Signing office leases at or above $100 per square foot was once considered a benchmark in the Manhattan Midtown market. But as average lease rates climb rapidly quarter by quarter, this standard has become somewhat more accepted and commonplace – to the delight of landlords.

“What’s happening at this point is that quality space and quality buildings are few and far between and vacancy is at its lowest point in six years, so people start bidding up rents and create more competition for this kind of space,” said Frank Doyle, managing director of the New York region at Jones Lang LaSalle.

The Midtown market registered a 7.8 percent vacancy rate, with class A rents averaging $54.41 per square foot at the end of 2005, the lowest since the third quarter of 2001, according to Cushman & Wakefield. Additionally, the number of leases at $70 per square foot or above increased to 78 from 48 in 2004. There were at least 16 lease deals in Midtown that achieved rents of $100 or more in 2005 (see chart).

Traditionally, those buildings commanding the highest rents are located in the Plaza District and offer smaller floor plates, upscale amenities, great views of Central Park, a prestigious tenant roster, and high-end security. And the majority of tenants who are willing to pay for this high-rent space are hedge funds.

“It’s certainly a growing niche market,” said Jim Fredericks, executive managing director at Colliers ABR, referring to $100-per-square-foot rents. “For example, we have a floor and a half at 277 Park Avenue and we already have people lined up with rents in excess of what we’re asking for.”

Marcus Rayner, a principal at CRESA Partners, expects $100-plus rents to become less of a threshold and more of an everyday reality as the year moves on. In his estimation, five to six buildings in the market are approaching that level of rents and that by the end of the year, several of them will command $100 per square foot or more.
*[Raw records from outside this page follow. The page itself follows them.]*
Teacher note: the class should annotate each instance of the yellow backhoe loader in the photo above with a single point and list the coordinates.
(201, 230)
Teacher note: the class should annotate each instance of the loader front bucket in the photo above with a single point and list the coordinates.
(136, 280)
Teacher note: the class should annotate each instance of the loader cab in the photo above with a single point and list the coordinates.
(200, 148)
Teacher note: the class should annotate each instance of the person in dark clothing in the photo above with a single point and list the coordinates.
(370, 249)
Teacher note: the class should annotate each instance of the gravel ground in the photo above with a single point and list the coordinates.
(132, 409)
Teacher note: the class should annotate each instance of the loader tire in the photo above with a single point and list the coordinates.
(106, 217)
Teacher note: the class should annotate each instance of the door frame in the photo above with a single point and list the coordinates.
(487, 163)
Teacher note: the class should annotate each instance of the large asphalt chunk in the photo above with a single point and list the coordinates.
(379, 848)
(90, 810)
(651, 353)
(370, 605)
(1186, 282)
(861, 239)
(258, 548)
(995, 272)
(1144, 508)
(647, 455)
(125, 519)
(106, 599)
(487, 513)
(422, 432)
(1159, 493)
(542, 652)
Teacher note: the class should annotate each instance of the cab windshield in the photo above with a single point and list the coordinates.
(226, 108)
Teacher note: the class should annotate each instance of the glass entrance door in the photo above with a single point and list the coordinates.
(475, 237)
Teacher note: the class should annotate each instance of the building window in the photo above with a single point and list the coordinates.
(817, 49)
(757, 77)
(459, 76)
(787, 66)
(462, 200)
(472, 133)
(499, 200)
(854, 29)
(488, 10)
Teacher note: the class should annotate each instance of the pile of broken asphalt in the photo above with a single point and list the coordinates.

“The investment community believes that rents will increase 10 to 15 percent over the next year,” Rayner said. “So any buildings that ask for $85 to $90 per square foot could be changing to $100 per square foot or more.”

Fredericks also has seen high-endécorporate users rent out Plaza District space outside its main headquarters for company chairmen, while some Downtown law firms are taking this space to serve as an impressive conference area for partner meetings. And, ironically, multi-national firms view the $100-per-square-foot rents as a bargain.
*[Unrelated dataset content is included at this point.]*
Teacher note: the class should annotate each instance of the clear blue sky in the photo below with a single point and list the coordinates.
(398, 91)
“These are tenants that cater to a high-end clientele. They also need to catch and retain high-level talent,” Doyle said. “So when you talk about a 10,000-square-foot floor plate and paying $10 to $15 per square foot more, on a relative basis, this is an inexpensive way to get the best.”

A bargain is in the eye of the beholder, it seems – especially if that eye is on someone well outside of the city.

“New York,” Fredericks said, “is relatively cheap compared to other world centers like London or Tokyo, so why not step up and reach a little further for a great space? As profits increase, it will be so much easier for companies to justify paying more for lavish space.”